Cbl^YF/YF OCLs demonstrate enhanced survival as a result of increased PI3K activity. OCLs were either untreated or were treated with RANKL (50 μg/ml) for 48 h. After treatment, cells were fixed and TRAP-stained. A, photomicrographs of the TRAP-stained OC culture with the indicated treatment.
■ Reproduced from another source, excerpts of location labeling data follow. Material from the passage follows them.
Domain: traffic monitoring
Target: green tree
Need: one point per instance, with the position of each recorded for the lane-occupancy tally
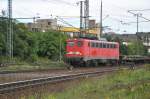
(136, 48)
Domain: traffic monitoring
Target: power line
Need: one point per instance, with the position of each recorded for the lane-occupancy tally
(9, 48)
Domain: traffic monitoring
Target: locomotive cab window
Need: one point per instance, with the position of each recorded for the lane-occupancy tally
(71, 44)
(79, 43)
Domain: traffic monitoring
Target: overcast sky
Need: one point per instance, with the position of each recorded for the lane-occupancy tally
(115, 9)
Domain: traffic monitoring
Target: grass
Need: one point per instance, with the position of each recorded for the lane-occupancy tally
(40, 64)
(124, 84)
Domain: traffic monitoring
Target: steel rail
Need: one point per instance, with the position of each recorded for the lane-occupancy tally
(7, 87)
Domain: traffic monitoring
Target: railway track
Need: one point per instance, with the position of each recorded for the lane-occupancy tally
(8, 87)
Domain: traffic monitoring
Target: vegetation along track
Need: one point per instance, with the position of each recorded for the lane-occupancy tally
(7, 87)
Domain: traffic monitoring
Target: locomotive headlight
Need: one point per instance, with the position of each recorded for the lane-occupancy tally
(78, 53)
(70, 53)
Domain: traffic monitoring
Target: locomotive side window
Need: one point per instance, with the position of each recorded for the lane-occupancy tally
(71, 44)
(100, 45)
(97, 45)
(104, 45)
(79, 43)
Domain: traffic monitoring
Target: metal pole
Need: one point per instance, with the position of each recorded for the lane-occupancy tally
(60, 54)
(101, 23)
(81, 16)
(10, 33)
(137, 22)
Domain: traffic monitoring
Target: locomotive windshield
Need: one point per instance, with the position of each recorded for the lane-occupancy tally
(71, 44)
(79, 44)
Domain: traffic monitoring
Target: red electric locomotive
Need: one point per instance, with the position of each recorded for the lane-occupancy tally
(91, 52)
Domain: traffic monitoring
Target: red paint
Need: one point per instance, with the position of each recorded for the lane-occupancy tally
(92, 52)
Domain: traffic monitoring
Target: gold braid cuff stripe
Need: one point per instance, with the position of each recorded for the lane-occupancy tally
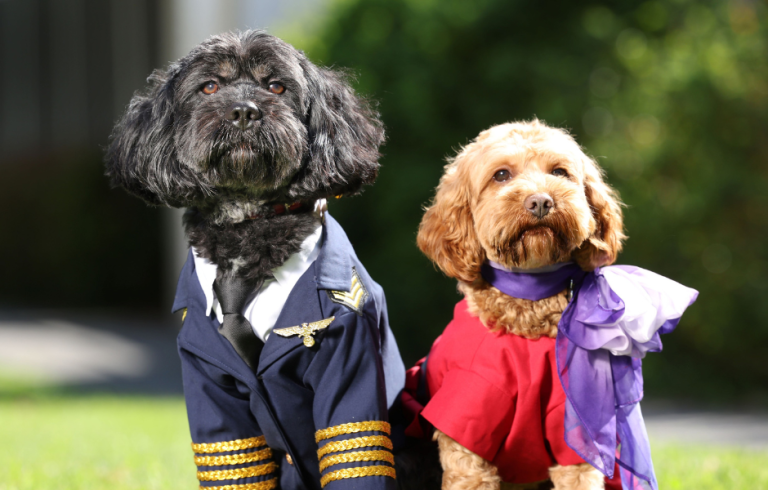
(262, 485)
(356, 443)
(233, 458)
(236, 445)
(357, 473)
(260, 470)
(357, 456)
(352, 428)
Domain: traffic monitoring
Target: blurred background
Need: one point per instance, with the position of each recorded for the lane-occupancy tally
(670, 97)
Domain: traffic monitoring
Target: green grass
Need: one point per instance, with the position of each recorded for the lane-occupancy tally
(688, 467)
(54, 440)
(98, 442)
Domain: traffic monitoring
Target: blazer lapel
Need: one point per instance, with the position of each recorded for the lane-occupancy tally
(302, 306)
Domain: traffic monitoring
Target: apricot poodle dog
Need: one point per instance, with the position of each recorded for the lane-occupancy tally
(523, 195)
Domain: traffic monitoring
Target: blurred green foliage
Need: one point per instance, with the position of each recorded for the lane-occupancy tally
(670, 97)
(69, 241)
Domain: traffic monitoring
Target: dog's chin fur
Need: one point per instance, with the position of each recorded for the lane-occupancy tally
(252, 249)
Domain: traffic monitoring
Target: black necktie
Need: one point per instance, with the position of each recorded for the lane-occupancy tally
(232, 293)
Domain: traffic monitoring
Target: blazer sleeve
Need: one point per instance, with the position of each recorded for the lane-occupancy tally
(350, 406)
(229, 448)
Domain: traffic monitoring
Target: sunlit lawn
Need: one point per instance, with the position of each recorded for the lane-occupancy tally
(119, 443)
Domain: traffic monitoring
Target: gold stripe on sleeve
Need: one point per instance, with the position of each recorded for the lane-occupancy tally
(236, 445)
(357, 473)
(351, 428)
(262, 485)
(233, 458)
(259, 470)
(355, 457)
(356, 443)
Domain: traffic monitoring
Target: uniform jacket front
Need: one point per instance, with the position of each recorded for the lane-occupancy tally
(306, 417)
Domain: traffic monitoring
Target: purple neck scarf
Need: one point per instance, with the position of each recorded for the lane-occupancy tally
(614, 317)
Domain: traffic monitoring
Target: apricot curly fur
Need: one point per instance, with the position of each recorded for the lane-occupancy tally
(576, 477)
(526, 318)
(476, 217)
(463, 469)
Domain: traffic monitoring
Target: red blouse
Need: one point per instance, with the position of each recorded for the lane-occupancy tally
(499, 396)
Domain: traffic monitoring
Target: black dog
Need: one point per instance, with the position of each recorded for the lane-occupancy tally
(240, 123)
(248, 135)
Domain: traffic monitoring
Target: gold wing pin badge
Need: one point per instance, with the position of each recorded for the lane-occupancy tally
(305, 330)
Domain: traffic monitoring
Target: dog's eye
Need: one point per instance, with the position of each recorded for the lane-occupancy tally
(210, 88)
(501, 176)
(276, 88)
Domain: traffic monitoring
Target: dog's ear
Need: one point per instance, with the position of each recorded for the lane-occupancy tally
(604, 245)
(447, 233)
(345, 133)
(141, 156)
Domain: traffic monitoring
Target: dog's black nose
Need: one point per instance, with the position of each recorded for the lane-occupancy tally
(243, 114)
(539, 204)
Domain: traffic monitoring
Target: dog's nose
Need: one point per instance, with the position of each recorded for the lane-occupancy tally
(539, 204)
(243, 114)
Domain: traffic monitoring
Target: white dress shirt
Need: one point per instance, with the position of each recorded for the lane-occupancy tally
(264, 308)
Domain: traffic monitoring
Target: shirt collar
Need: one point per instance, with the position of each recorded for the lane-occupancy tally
(334, 263)
(286, 275)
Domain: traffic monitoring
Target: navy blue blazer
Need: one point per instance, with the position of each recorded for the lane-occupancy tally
(307, 417)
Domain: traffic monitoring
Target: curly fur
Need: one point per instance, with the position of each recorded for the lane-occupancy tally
(529, 319)
(463, 469)
(174, 146)
(576, 477)
(474, 218)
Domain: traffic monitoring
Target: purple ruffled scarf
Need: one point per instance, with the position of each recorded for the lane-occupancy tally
(614, 317)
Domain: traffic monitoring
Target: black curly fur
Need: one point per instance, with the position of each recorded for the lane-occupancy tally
(254, 248)
(175, 147)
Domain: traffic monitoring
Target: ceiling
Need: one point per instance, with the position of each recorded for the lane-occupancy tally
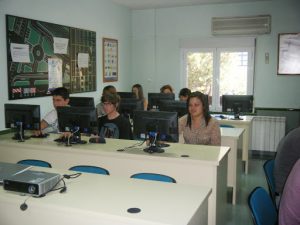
(150, 4)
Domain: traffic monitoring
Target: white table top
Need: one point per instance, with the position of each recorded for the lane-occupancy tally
(231, 132)
(195, 153)
(92, 197)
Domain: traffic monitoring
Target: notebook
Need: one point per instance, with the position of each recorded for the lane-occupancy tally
(9, 169)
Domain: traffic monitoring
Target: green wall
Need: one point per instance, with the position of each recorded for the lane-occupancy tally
(102, 16)
(156, 46)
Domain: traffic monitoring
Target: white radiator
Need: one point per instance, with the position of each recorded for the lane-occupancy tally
(267, 131)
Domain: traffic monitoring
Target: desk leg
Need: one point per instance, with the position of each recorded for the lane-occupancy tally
(245, 155)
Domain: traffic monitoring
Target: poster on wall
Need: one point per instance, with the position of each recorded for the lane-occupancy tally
(42, 56)
(110, 59)
(289, 54)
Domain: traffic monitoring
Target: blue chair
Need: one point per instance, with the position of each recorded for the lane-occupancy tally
(268, 169)
(262, 207)
(90, 169)
(153, 176)
(35, 162)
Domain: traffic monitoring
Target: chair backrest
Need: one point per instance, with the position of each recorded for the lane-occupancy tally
(268, 169)
(90, 169)
(35, 162)
(226, 125)
(262, 208)
(154, 176)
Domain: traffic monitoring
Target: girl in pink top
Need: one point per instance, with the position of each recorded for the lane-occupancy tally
(198, 127)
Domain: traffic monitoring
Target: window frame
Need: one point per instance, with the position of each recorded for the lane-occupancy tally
(216, 106)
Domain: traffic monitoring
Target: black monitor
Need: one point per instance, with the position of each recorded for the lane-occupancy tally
(82, 101)
(237, 104)
(129, 105)
(174, 106)
(155, 98)
(157, 126)
(124, 94)
(22, 117)
(77, 120)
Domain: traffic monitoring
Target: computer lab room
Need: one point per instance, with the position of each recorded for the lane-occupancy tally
(135, 112)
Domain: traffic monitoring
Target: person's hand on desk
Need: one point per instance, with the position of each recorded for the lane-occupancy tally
(39, 134)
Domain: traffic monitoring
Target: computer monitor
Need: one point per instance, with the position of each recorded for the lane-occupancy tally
(237, 104)
(157, 126)
(22, 117)
(124, 94)
(174, 106)
(129, 105)
(77, 120)
(155, 98)
(82, 101)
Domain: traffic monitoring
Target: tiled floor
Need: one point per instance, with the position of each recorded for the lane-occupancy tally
(239, 214)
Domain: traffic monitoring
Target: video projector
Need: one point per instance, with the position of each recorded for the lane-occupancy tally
(31, 182)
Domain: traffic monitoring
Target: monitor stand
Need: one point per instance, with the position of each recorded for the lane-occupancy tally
(19, 134)
(75, 139)
(153, 149)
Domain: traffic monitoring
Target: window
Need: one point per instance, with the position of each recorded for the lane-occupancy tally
(218, 71)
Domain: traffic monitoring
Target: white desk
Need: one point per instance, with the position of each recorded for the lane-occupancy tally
(206, 165)
(93, 199)
(231, 137)
(245, 123)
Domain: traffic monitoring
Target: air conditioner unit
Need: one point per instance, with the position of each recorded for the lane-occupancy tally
(251, 25)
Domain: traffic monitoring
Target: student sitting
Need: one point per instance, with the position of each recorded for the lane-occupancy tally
(113, 125)
(198, 127)
(137, 89)
(49, 124)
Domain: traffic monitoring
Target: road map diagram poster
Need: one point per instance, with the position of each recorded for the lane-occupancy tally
(42, 56)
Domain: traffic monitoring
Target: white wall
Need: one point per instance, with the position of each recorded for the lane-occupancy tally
(102, 16)
(157, 34)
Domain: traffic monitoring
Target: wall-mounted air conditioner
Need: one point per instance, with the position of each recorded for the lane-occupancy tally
(251, 25)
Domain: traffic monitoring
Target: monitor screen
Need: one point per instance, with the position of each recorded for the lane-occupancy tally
(174, 106)
(123, 94)
(155, 98)
(237, 103)
(77, 119)
(82, 101)
(27, 115)
(164, 123)
(129, 105)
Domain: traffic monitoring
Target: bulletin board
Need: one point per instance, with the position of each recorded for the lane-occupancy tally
(42, 56)
(288, 54)
(110, 59)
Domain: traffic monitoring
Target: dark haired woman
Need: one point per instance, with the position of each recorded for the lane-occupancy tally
(198, 127)
(137, 89)
(167, 89)
(113, 125)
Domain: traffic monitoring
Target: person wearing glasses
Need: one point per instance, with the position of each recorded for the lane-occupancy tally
(113, 125)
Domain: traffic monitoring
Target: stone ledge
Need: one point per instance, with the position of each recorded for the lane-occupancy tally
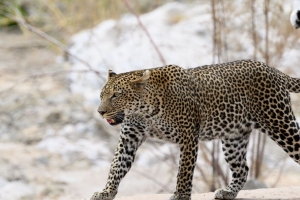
(284, 193)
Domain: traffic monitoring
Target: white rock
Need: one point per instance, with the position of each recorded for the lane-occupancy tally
(16, 190)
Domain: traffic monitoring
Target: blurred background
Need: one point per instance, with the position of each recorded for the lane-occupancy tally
(54, 57)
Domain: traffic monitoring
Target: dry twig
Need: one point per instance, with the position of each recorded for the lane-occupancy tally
(146, 31)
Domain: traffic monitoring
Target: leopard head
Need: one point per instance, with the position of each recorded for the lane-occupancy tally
(121, 94)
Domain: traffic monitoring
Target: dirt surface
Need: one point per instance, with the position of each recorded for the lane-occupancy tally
(286, 193)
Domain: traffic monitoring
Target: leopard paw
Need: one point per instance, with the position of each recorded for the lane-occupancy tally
(103, 195)
(225, 194)
(180, 197)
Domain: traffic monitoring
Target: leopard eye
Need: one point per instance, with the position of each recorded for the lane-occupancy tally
(115, 94)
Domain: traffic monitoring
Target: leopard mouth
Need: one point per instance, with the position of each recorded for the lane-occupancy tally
(118, 119)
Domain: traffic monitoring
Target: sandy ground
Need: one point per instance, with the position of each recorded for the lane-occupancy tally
(285, 193)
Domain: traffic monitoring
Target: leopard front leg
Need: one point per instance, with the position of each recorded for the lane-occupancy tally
(130, 139)
(235, 150)
(188, 158)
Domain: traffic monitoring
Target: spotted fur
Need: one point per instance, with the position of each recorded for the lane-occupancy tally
(224, 101)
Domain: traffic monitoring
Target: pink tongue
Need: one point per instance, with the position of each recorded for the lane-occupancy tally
(109, 121)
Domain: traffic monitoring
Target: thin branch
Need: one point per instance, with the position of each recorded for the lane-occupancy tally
(145, 30)
(56, 73)
(21, 21)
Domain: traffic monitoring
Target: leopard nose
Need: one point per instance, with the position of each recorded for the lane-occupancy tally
(102, 112)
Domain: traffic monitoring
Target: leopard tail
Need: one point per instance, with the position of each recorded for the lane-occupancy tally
(293, 84)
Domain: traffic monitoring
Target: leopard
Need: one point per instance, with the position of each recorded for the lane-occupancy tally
(184, 106)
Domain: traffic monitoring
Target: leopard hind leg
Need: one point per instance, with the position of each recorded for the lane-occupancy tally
(235, 150)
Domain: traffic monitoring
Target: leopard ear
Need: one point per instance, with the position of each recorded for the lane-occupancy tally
(110, 74)
(140, 83)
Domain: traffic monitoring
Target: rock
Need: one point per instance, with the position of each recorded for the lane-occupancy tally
(253, 184)
(16, 190)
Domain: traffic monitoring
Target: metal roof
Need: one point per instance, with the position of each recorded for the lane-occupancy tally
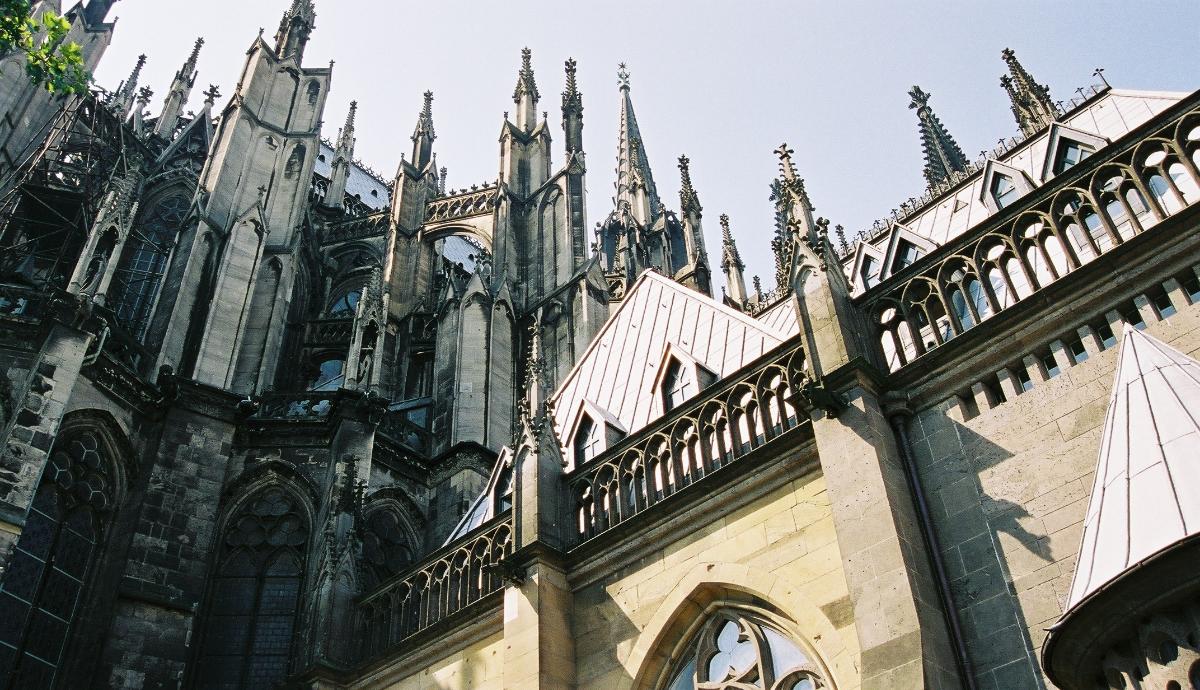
(1146, 496)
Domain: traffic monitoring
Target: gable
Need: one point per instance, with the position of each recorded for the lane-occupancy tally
(618, 371)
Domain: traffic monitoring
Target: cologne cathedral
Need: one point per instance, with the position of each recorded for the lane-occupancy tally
(273, 420)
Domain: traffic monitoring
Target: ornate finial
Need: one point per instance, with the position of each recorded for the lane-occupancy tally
(526, 83)
(689, 201)
(943, 157)
(785, 161)
(211, 95)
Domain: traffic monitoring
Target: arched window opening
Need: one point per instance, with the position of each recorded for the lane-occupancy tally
(736, 649)
(138, 277)
(678, 385)
(588, 439)
(330, 375)
(255, 595)
(1183, 183)
(1003, 191)
(53, 562)
(869, 273)
(384, 546)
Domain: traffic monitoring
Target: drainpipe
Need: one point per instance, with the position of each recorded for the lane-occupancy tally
(899, 414)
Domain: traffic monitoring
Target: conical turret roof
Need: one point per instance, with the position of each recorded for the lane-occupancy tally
(1146, 496)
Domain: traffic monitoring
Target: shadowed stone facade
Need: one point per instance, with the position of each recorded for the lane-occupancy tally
(274, 420)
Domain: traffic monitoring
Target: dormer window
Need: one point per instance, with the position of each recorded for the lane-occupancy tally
(678, 385)
(906, 255)
(1069, 154)
(1003, 191)
(588, 439)
(870, 273)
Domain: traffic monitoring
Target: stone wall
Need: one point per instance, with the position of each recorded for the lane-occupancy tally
(1009, 489)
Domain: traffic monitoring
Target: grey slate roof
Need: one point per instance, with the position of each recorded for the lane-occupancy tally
(1146, 496)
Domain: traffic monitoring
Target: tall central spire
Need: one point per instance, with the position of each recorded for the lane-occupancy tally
(424, 136)
(943, 157)
(526, 94)
(294, 30)
(1032, 105)
(633, 167)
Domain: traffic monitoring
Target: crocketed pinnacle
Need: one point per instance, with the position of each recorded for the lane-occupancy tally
(425, 120)
(526, 83)
(730, 256)
(943, 157)
(573, 101)
(1031, 101)
(633, 166)
(689, 201)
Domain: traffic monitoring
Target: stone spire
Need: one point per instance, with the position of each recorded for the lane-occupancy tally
(177, 97)
(573, 111)
(689, 202)
(424, 135)
(635, 184)
(342, 159)
(943, 157)
(294, 30)
(526, 94)
(731, 263)
(124, 99)
(1032, 105)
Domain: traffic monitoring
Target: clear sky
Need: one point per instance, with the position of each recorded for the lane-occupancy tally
(724, 82)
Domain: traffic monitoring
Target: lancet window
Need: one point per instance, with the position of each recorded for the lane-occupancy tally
(42, 589)
(739, 651)
(138, 276)
(255, 597)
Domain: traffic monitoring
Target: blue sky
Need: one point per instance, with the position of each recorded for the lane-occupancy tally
(723, 82)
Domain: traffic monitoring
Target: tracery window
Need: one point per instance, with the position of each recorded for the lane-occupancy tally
(252, 605)
(738, 651)
(588, 439)
(138, 276)
(678, 385)
(42, 589)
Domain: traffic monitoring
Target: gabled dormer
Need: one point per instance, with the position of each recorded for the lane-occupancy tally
(594, 431)
(679, 378)
(1002, 185)
(1066, 147)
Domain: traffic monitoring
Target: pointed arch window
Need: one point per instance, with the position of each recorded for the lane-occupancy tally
(139, 274)
(43, 587)
(255, 595)
(737, 649)
(1003, 190)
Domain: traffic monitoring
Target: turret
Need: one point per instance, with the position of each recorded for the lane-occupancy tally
(732, 265)
(526, 94)
(424, 135)
(573, 112)
(943, 157)
(177, 97)
(294, 30)
(342, 159)
(1031, 101)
Magnification was ×10. B, histogram represents the data expressed as a percentage of the initial number of TRAP + MNCs surviving after 48 h. (gray bars, WT; black bars, Cbl^YF/YF). *, p < 0.05 as compared with WT control. C, to visualize apoptotic OCLs on day 5 of differentiation, OCLs were fixed and stained with DAPI and TUNEL. The arrows indicate bright green TUNEL-positive cells showing apoptotic nuclei. D, to determine onset of apoptosis after 5 days of culture, cells were either left untreated or treated with RANKL (50 μg/ml) for indicated times. TUNEL-positive cells were counted, and data are expressed as percentage of TUNEL-positive OCLs (gray bars, WT; black bars, Cbl^YF/YF). *, p < 0.05 as compared with WT control. E, to determine the caspase-3 activity, OCLs were either left untreated or treated with RANKL (50 μg/ml) for 3 h. Caspase activity was measured as described under “Experimental Procedures” (gray bars, WT; black bars, Cbl^YF/YF). F and G, to determine the role of AKT in the prolonged survival of Cbl^YF/YF OCLs, cells were treated with RANKL (50 μg/ml) or were treated with increasing concentrations of PI3K inhibitor LY294002 (1–10 μm) for 12 h. F, blots were probed with anti-phospho-AKT Thr³⁰⁸ (top) and anti-AKT antibodies (bottom). G, cells were fixed, and the TUNEL assay was performed as described above, and data are expressed as percentage of TUNEL-positive OCLs. *, p value between 0 and 1 or 10 mm in WT; #, p value between 0 and 10 mm in Cbl^YF/YF OCLs; ^, p value showing significance between WT and Cbl^YF/YF OCLs in the presence of RANKL. Data are representative of three independent experiments. RLU, relative luminescence units; Error bars, S.D.

FIGURE 7.

PI3K levels are not altered in Cbl^YF/YF OCLs. A, OCLs were treated with proteasome inhibitor MG132 at the indicated concentrations for 6 h. After treatment, total cell lysate was prepared and processed for Western blotting. Blot was probed with anti-ubiquitin antibody (top), and the membrane was stripped and reprobed with anti-GAPDH antibodies to determine equal protein loading. B, blots were also probed with anti-p85 and anti-Cbl antibodies as indicated. The blot was stripped and reprobed with anti-GAPDH antibodies to demonstrate protein loading. C, OCLs were also treated with chloroquine for 1 h at the indicated concentrations to prevent lysosome-mediated protein degradation. Blots were probed with anti-p85 or anti Cbl antibodies. The blot was stripped and reprobed with anti-GAPDH to verify equal protein loading. A representative experiment of three repetitions is shown.